Are you opening your pool after months or even years of neglect, but aren’t sure about how to deal with the swamp that it has become? Sure, you could call a pool restoration service, but you can also try cleaning it yourself to save money. It’s a good learning experience that can save you thousands of dollars over the years.
If you aren’t sure about how to clean a dirty pool, especially one that seems to be more swamp than pool, you might be surprised to learn that the steps you need to take aren’t much different than what you’d do just for general pool maintenance.
Essentially, you need to clean the pool surrounds, skim the water’s surface with a skimmer net to remove debris, add plenty of chlorine to shock the pool, vacuum up any remaining debris afterwards, and run the pool filter to clean up the pool water. You may also need to put some floc to clear up cloudy water and acid wash the pool walls if they are badly stained.
All of this is easier said than done, but if you keep reading on, I will go over how you can do each of these steps in more detail.
To drain or not to drain?
If your pool is green and has some debris in it, then that is hardly enough of a reason to drain your pool. You can easily fix it by removing the debris on the surface with a skimmer net, shocking the pool, filtering the water, and vacuuming it.
The bigger problem is if your swimming pool looks more like a bog that the scales start to tip towards just draining the pool, acid washing the surface or replacing the liner, and refilling it with freshwater.
In fact, if the pool has been left unused for years, you may want to simply hire a pool restoration service instead. There comes a point when you just need to start again with a clean slate.
Just know that draining the pool or hiring a pool restoration service are the more expensive options, and depending on the state of your pool water it may be far cheaper and easy enough to clean it on your own, but that’s up to you to decide.
How to clean dirty pool water without draining
Clean the pool surround
Before cleaning your pool, it’s important that you clean the surrounding area first. Otherwise if it is also dirty nearby, some of that dirt and debris can make its way into your pool after you’ve cleaned it and undo your hard work.
Plus, I don’t think you can call your pool clean if the surrounding areas are messy. Cleaning the pool and the pool deck go hand in hand, and is necessary so that your pool water doesn’t get contaminated again.
Remove as much large debris as you can
Now that you’ve already got your hands dirty, you can really get into the meat of the matter which is cleaning the pool itself.
So grab your skimmer net and skim the surface of the water to remove as much debris as you can.

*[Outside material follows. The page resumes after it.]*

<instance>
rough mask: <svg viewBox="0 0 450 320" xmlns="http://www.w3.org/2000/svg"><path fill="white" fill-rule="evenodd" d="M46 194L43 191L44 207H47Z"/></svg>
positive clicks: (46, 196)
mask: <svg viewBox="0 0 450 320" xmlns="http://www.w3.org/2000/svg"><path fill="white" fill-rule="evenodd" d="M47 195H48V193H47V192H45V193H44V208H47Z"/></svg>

You want to remove as much of the dead leaves, branches, trash, or any other debris that has somehow found its way into your pool.
This can be harder if the water is extremely murky, so I advise you to do it slowly and carefully. This makes filtering the water much easier later on, otherwise you will have to replace the filter so many times.
Vacuum the pool
Use a long-handled pool brush to loosen any dirt that has accumulated on the bottom, and then vacuum it all up with the pool vacuum. After shocking, you may notice debris settled on the pool’s floor which you should vacuum again.
Shock the pool
To remove any organic debris and restore the pool water color to its original colorless state, you need to add plenty of chlorine into the pool.
Most pool experts recommend liquid chlorine because it mixes with the water more easily and is less likely to damage the pool walls.
Carefully read the product’s instructions for how much to add for a pool of your size. Generally speaking, you want the chlorine levels to be between 10 ppm and 30 ppm for maximum effectiveness.
Walk around the pool while pouring the shock so that it is evenly spread out.
Wait at least 24 hours and check the pool’s progress. You may need to shock the pool again if the water is still not cleared up.
Run the pump and pool filter
While shocking the pool, make sure the pump and pool filter are running at full speed. This helps the shock circulate around the pool more effectively, and also helps trap unwanted particles so that clean water returns to your pool.
If your pool water is really dirty, keep a close eye on the filter system and check that it does not malfunction, especially at the beginning. Expect to replace the filter several times over the course of this cleanup.
Put floc in the water
Even after shocking the pool, if you find that the water hasn’t cleared up and has a cloudy appearance, then you can add some flocculant to the water to fix this issue.
Floc will bind to dirt particles, creating a larger clump that will sink right to the floor so that it can easily be vacuumed up.
Test the water
Once the water looks clean and clear, use a pool test kit to ensure it is safe to swim in. Check that the pH is between 7.4 to 7.6, the free chlorine is between 1-3 ppm, and the alkalinity is 80-120 ppm. If the water chemistry is off, you’ll need to add more chemicals to balance it.